AL-QUDS – Palestinian and Israeli negotiators held late Monday their third meeting in a week to iron out their difference with no breakthrough reported.
The meeting was sponsored by U.S. envoy Martin S. Indyk.
It brought together top Palestinian negotiator Saeb Erekat, intelligence chief Maged Farag, top Israeli negotiator and justice minister Tzipi Livni and Prime Minister Benjamin Netanya's envoy Isaac Molho.
"At the request of the parties, the U.S. facilitated a meeting between Israeli and Palestinian negotiators last night to continue the intensive effort to resolve their differences," U.S. State Department spokeswoman Jen Psaki said in a statement.
"Gaps remain but both sides are committed to narrow the gaps," she added.

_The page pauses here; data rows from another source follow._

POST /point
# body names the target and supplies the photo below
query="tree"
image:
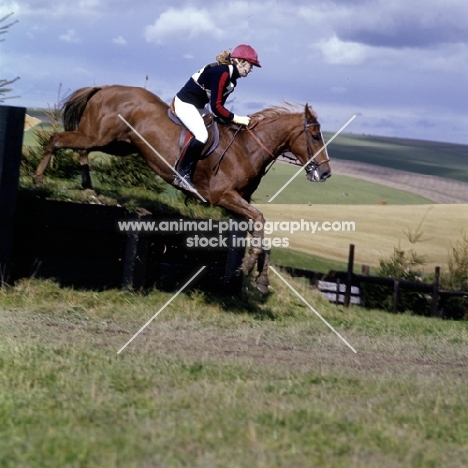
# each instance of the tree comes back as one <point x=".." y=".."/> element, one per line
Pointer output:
<point x="4" y="83"/>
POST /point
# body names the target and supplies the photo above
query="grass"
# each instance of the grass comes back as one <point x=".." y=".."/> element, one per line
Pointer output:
<point x="378" y="229"/>
<point x="228" y="382"/>
<point x="422" y="157"/>
<point x="337" y="190"/>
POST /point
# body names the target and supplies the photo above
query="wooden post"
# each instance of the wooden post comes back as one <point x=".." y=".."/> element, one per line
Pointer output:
<point x="349" y="276"/>
<point x="233" y="276"/>
<point x="134" y="267"/>
<point x="396" y="287"/>
<point x="11" y="141"/>
<point x="365" y="270"/>
<point x="435" y="293"/>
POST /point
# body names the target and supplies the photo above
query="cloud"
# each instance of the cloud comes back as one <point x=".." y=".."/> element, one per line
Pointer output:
<point x="395" y="24"/>
<point x="336" y="52"/>
<point x="119" y="40"/>
<point x="70" y="36"/>
<point x="187" y="23"/>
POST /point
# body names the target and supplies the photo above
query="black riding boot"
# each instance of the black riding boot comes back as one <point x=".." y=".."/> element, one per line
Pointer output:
<point x="187" y="163"/>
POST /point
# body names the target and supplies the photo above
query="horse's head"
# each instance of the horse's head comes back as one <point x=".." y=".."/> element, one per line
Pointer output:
<point x="309" y="148"/>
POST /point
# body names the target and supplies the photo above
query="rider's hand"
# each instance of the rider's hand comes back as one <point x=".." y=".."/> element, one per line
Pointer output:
<point x="241" y="120"/>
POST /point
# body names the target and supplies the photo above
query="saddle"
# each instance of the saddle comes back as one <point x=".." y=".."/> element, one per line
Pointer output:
<point x="185" y="134"/>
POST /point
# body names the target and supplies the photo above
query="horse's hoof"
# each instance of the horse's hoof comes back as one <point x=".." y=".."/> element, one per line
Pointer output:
<point x="263" y="288"/>
<point x="37" y="180"/>
<point x="247" y="265"/>
<point x="263" y="284"/>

Palestinian sources said that during the U.S.-sponsored meetings the Palestinian negotiators always raise the issues of releasing Palestinian detainees and stopping Israeli settlement building in the occupied Palestinian lands.
The Israelis, for their party, demand an extension for the peace talks – initially scheduled to end on April 29 - and that the Palestinian Authority backpedal on its plan to join international conventions, added the sources.
The third meeting came one day before a meeting between U.S. President Barack Obama and his Secretary of State John Kerry to discuss the developments of the peace talks.
Kerry said Friday that his administration planned to reevaluate its role in the Israeli-Palestinian peace process, saying both sides had recently taken unhelpful steps.
U.S.-sponsored peace talks hit a snag last week over Israel's refusal to release a fourth group of Palestinian prisoners despite earlier pledges to do so.
In response, Palestinian Authority President Mahmoud Abbas applied for Palestinian membership in 15 U.N. agencies and conventions.
Peace talks between Israeli and Palestinian negotiators resumed in Washington last summer after a nearly three-year hiatus.